Amayzine

Fun & Famous

THIS IS WHAT HAPPENS WHEN YOUR (IN-LAW)PARENTS ALSO GO SOCIAL

Oh, this is such a delightful topic. Drop it at a boring gathering and the anecdotes will fly around you. Here at the editorial office, the stories about parents on social media are also quite something. Here they come. By the way, we all find our parents very dear. They are all oh so precious to us. So no bad words, okay, no bad words.

1. I won't name names, but one of us has a mother who consistently comments under EVERY photo in EVERY photo album.

2. I won't name names again, but one of our other editors has a mother-in-law who can't handle the green ‘who is online’ dots on Facebook. There was once a family dispute brewing when she suddenly saw that her daughter-in-law went offline (from Facebook) when she came online. Mm.

3. Why don't parents and in-laws and grandparents understand that everyone can read along? Pet names are therefore a no-go. Just like sharing very personal information. I know a story of someone who worked at an insurance company. She was completely done with it. At the farewell gathering, a photo was taken that ended up on Facebook. And what did mom write under the photo? ‘How wonderful for you, finally gone!’

4. Also not done: critical remarks about the people in the photo itself. I know a story of someone who was working intensively with a well-known Dutch presenter at that time. She happily posted a photo on FB, but what did her eye see? A comment from her mother-in-law. ‘You're not working for that terrible jerk, are you?’ Okeeeeee. Where do we start explaining that this is not okay? Black-out, really.

”She also regularly comments on the posts of the editor in question: ‘What a beautiful photo. Kiss from your mother.’”

5. There is an editor here who has a mother on Instagram. She has two followers (the editor in question and her sister). Well. That is of course already funny in principle, but she also regularly comments on the posts of the editor in question: ‘What a beautiful photo. Kiss from your mother.’ And the editor in question finds that a bit less funny. But still cute, you know. Also cute.

6. There is an editor here who has a mother who shares everything that the concerned editor posts on her timeline. But really everything. It's not necessary, let's say.

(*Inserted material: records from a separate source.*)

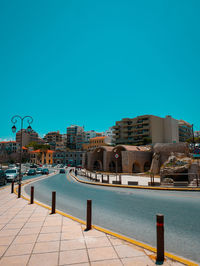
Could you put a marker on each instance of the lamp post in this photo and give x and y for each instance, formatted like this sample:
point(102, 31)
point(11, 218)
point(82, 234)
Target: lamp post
point(14, 120)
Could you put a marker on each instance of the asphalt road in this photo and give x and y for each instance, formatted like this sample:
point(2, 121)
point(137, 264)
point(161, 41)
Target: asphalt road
point(131, 212)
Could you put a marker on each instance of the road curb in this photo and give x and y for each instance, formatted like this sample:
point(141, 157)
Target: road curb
point(137, 187)
point(127, 239)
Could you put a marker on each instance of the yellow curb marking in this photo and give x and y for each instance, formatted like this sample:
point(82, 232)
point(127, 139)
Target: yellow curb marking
point(127, 239)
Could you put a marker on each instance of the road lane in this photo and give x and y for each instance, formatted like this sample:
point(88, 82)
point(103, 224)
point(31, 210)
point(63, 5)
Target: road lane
point(131, 212)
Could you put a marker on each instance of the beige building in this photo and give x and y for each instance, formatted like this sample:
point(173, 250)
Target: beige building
point(41, 156)
point(97, 142)
point(185, 130)
point(129, 159)
point(28, 137)
point(146, 129)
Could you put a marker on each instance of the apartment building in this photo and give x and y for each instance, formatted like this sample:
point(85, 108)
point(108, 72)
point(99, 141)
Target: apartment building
point(53, 137)
point(110, 133)
point(146, 129)
point(9, 146)
point(41, 157)
point(28, 137)
point(75, 137)
point(56, 140)
point(185, 130)
point(97, 142)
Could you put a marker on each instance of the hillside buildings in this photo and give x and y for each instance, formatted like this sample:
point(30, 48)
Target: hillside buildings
point(185, 130)
point(75, 137)
point(41, 157)
point(97, 142)
point(149, 129)
point(28, 137)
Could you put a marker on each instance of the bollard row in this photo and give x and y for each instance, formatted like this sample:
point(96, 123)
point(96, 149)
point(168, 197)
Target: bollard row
point(159, 220)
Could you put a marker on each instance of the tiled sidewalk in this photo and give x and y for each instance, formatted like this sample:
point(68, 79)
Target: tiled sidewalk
point(29, 235)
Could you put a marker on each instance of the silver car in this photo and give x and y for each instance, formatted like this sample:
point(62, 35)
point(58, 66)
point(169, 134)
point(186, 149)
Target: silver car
point(11, 174)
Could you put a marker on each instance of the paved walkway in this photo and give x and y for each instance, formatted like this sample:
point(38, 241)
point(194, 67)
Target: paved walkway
point(29, 235)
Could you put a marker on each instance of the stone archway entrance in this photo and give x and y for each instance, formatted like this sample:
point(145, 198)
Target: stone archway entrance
point(136, 168)
point(147, 166)
point(112, 167)
point(97, 166)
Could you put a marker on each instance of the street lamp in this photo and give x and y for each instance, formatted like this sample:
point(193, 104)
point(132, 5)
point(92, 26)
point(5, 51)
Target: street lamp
point(14, 120)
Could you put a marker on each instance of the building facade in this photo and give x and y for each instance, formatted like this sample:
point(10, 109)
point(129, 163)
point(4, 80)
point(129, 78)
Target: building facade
point(41, 157)
point(75, 137)
point(97, 142)
point(185, 131)
point(146, 129)
point(129, 159)
point(28, 137)
point(55, 140)
point(110, 133)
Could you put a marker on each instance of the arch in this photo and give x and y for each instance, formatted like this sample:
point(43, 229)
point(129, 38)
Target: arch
point(97, 166)
point(112, 166)
point(136, 168)
point(147, 166)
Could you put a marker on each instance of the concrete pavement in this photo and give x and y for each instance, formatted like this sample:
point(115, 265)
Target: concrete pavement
point(29, 235)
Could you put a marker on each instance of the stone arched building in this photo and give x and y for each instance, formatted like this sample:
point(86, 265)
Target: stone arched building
point(121, 159)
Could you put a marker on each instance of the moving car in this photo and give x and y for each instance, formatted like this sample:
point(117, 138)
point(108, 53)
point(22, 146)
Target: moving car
point(3, 180)
point(45, 171)
point(33, 166)
point(62, 171)
point(31, 172)
point(11, 174)
point(39, 170)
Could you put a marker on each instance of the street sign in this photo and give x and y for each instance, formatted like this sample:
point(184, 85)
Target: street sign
point(116, 156)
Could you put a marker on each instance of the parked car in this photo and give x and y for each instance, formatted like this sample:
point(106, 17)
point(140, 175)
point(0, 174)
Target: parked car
point(45, 171)
point(33, 166)
point(39, 170)
point(11, 174)
point(62, 171)
point(3, 180)
point(11, 166)
point(31, 172)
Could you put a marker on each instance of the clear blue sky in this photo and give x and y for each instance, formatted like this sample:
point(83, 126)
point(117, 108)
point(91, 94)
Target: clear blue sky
point(91, 62)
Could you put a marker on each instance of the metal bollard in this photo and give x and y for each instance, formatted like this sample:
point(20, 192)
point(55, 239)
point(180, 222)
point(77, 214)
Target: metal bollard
point(32, 195)
point(89, 216)
point(12, 187)
point(120, 179)
point(160, 238)
point(53, 205)
point(19, 190)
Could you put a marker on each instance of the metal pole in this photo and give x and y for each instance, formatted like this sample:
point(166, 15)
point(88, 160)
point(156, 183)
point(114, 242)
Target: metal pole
point(160, 237)
point(89, 215)
point(53, 206)
point(32, 195)
point(20, 161)
point(19, 190)
point(12, 187)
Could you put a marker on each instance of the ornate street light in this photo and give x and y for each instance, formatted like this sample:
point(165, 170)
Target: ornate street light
point(14, 120)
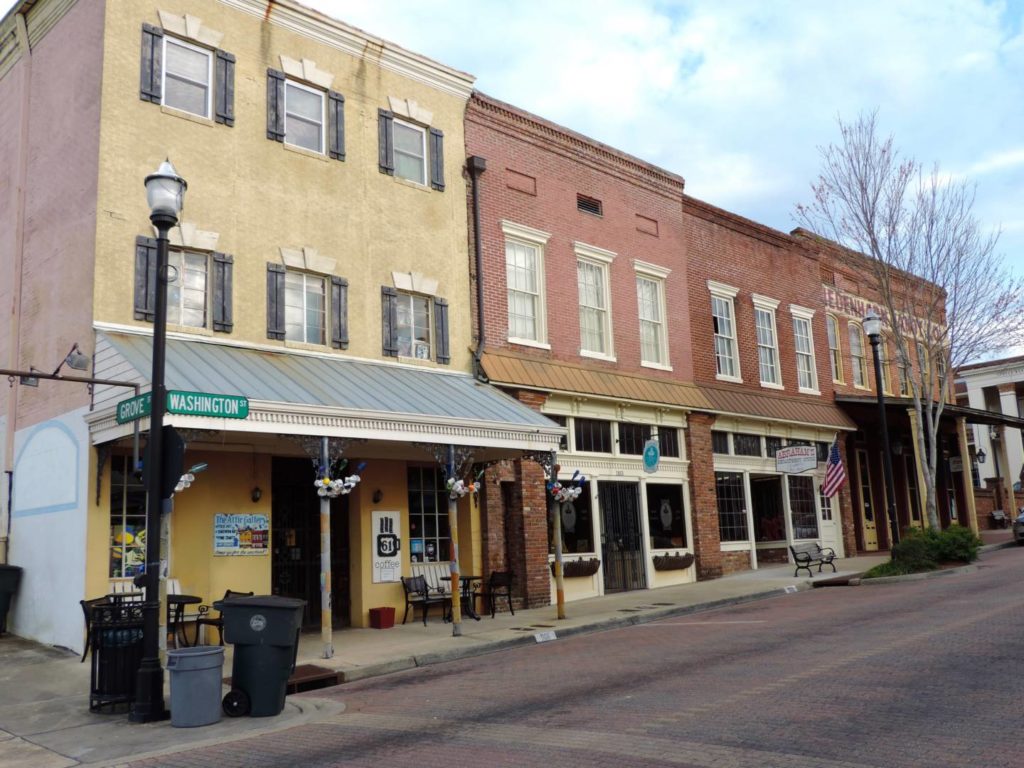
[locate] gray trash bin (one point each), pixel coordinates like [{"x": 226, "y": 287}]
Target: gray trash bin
[
  {"x": 196, "y": 682},
  {"x": 264, "y": 630}
]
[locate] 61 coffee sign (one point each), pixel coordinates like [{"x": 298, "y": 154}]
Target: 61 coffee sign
[
  {"x": 185, "y": 403},
  {"x": 794, "y": 459}
]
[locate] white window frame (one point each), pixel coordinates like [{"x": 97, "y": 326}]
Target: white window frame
[
  {"x": 762, "y": 304},
  {"x": 835, "y": 353},
  {"x": 600, "y": 258},
  {"x": 325, "y": 313},
  {"x": 727, "y": 294},
  {"x": 209, "y": 76},
  {"x": 320, "y": 93},
  {"x": 422, "y": 181},
  {"x": 657, "y": 275},
  {"x": 862, "y": 356},
  {"x": 803, "y": 314},
  {"x": 414, "y": 345},
  {"x": 537, "y": 240},
  {"x": 180, "y": 254}
]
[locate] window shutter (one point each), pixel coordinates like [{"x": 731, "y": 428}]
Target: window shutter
[
  {"x": 440, "y": 331},
  {"x": 336, "y": 123},
  {"x": 389, "y": 300},
  {"x": 436, "y": 160},
  {"x": 339, "y": 312},
  {"x": 152, "y": 70},
  {"x": 145, "y": 279},
  {"x": 223, "y": 280},
  {"x": 275, "y": 104},
  {"x": 274, "y": 301},
  {"x": 385, "y": 131},
  {"x": 224, "y": 95}
]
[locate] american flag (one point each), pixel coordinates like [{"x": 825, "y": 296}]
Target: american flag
[{"x": 835, "y": 472}]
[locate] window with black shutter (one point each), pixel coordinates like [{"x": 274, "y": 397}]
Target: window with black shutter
[
  {"x": 412, "y": 152},
  {"x": 275, "y": 301},
  {"x": 185, "y": 76}
]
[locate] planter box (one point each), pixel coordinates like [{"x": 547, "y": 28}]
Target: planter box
[
  {"x": 382, "y": 619},
  {"x": 673, "y": 562},
  {"x": 573, "y": 568}
]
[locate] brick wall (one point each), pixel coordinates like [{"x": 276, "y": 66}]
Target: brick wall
[
  {"x": 535, "y": 172},
  {"x": 707, "y": 544}
]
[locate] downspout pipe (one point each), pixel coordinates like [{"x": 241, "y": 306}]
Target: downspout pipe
[{"x": 477, "y": 165}]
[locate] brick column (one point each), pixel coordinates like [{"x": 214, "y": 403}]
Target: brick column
[{"x": 704, "y": 498}]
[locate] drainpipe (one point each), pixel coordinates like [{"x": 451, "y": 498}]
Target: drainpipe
[
  {"x": 476, "y": 165},
  {"x": 13, "y": 335}
]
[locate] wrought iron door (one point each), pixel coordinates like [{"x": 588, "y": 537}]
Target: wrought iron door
[
  {"x": 622, "y": 543},
  {"x": 295, "y": 563}
]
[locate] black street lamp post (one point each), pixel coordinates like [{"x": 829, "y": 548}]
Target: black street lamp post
[
  {"x": 165, "y": 192},
  {"x": 872, "y": 327}
]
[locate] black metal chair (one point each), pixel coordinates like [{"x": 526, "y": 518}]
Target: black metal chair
[
  {"x": 499, "y": 585},
  {"x": 418, "y": 593},
  {"x": 87, "y": 606},
  {"x": 217, "y": 622}
]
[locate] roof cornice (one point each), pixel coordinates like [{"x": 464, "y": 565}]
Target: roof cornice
[{"x": 315, "y": 26}]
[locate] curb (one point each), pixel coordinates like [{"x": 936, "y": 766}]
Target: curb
[
  {"x": 603, "y": 625},
  {"x": 919, "y": 577}
]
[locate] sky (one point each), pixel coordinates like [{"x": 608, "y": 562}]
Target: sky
[{"x": 737, "y": 96}]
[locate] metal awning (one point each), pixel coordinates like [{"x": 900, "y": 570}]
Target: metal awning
[
  {"x": 972, "y": 415},
  {"x": 303, "y": 393}
]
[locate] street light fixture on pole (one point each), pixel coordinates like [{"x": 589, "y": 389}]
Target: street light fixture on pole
[
  {"x": 165, "y": 192},
  {"x": 872, "y": 327}
]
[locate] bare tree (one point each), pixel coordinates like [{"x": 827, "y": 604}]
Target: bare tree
[{"x": 945, "y": 294}]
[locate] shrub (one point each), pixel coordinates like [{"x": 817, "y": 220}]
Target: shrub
[
  {"x": 957, "y": 543},
  {"x": 916, "y": 551}
]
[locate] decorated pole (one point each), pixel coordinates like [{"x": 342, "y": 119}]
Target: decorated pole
[
  {"x": 327, "y": 627},
  {"x": 454, "y": 549},
  {"x": 554, "y": 509}
]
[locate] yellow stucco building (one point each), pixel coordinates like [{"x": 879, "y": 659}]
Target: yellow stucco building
[{"x": 320, "y": 275}]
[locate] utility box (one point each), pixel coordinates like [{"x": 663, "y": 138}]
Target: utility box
[{"x": 382, "y": 619}]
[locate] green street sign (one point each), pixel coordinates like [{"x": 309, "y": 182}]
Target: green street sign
[
  {"x": 134, "y": 408},
  {"x": 202, "y": 403},
  {"x": 186, "y": 403}
]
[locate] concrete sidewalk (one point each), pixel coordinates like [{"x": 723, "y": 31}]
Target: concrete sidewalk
[{"x": 45, "y": 720}]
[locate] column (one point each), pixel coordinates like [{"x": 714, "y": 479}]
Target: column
[{"x": 966, "y": 479}]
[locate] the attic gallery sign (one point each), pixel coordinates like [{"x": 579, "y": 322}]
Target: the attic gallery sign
[{"x": 186, "y": 403}]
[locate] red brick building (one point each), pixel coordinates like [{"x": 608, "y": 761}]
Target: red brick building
[{"x": 586, "y": 315}]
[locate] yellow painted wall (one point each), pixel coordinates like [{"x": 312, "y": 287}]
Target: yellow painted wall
[
  {"x": 223, "y": 487},
  {"x": 260, "y": 196}
]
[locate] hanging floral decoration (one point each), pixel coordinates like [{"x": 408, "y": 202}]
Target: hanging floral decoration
[
  {"x": 570, "y": 491},
  {"x": 339, "y": 484},
  {"x": 458, "y": 487}
]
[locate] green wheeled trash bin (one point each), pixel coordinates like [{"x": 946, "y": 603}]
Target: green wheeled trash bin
[{"x": 264, "y": 631}]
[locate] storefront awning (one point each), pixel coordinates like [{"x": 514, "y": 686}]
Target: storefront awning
[
  {"x": 553, "y": 376},
  {"x": 305, "y": 393},
  {"x": 972, "y": 415}
]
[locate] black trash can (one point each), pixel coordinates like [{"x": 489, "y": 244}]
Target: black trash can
[
  {"x": 116, "y": 637},
  {"x": 10, "y": 577},
  {"x": 264, "y": 630}
]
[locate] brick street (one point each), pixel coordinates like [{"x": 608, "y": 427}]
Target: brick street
[{"x": 905, "y": 675}]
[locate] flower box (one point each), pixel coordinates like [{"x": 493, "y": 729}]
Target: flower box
[
  {"x": 673, "y": 562},
  {"x": 573, "y": 568}
]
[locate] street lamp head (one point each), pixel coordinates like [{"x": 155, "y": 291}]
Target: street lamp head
[
  {"x": 872, "y": 326},
  {"x": 165, "y": 192}
]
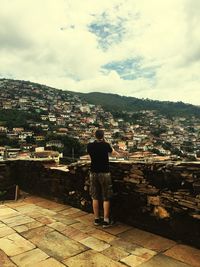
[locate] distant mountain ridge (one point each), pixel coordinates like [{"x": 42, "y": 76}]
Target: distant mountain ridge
[{"x": 116, "y": 103}]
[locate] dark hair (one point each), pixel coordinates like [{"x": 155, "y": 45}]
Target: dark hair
[{"x": 99, "y": 134}]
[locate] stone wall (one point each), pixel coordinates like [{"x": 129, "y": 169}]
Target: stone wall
[
  {"x": 163, "y": 198},
  {"x": 7, "y": 183}
]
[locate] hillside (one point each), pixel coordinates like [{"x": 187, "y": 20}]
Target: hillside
[{"x": 115, "y": 103}]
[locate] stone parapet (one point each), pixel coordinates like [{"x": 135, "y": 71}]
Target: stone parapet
[{"x": 160, "y": 197}]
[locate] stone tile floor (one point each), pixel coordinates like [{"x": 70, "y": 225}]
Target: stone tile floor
[{"x": 36, "y": 232}]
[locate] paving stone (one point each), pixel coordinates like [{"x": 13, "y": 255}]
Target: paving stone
[
  {"x": 5, "y": 230},
  {"x": 77, "y": 214},
  {"x": 69, "y": 211},
  {"x": 15, "y": 204},
  {"x": 27, "y": 226},
  {"x": 58, "y": 226},
  {"x": 88, "y": 219},
  {"x": 144, "y": 252},
  {"x": 5, "y": 261},
  {"x": 45, "y": 220},
  {"x": 63, "y": 219},
  {"x": 2, "y": 225},
  {"x": 148, "y": 240},
  {"x": 52, "y": 205},
  {"x": 94, "y": 243},
  {"x": 133, "y": 260},
  {"x": 49, "y": 263},
  {"x": 7, "y": 213},
  {"x": 91, "y": 259},
  {"x": 78, "y": 236},
  {"x": 84, "y": 227},
  {"x": 163, "y": 261},
  {"x": 17, "y": 220},
  {"x": 115, "y": 253},
  {"x": 30, "y": 258},
  {"x": 27, "y": 209},
  {"x": 37, "y": 233},
  {"x": 53, "y": 243},
  {"x": 117, "y": 229},
  {"x": 33, "y": 199},
  {"x": 125, "y": 245},
  {"x": 185, "y": 254},
  {"x": 102, "y": 235},
  {"x": 15, "y": 244}
]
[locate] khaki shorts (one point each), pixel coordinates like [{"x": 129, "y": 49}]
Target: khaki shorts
[{"x": 101, "y": 186}]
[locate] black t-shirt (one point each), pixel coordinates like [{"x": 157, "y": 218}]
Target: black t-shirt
[{"x": 98, "y": 152}]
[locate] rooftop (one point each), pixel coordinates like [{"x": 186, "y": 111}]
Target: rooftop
[{"x": 39, "y": 232}]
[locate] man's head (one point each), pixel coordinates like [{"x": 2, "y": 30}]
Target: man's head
[{"x": 99, "y": 134}]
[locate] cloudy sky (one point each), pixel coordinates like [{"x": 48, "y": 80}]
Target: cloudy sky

7. There is also someone here with a pet (is it a dog, is it a cat? The concerned pet wants to remain anonymous). But back to the anecdote: the mother of this editor writes under every photo of the concerned pet: proud grandma!

8. We are also teased here by totally incomprehensible WhatsApp messages. Take this: you casually invite someone via the app for your birthday and then your father-in-law responds with some kind of inside joke that you just have to study for three hours: is the best man coming or is the best man not coming? And then you don't dare to text back.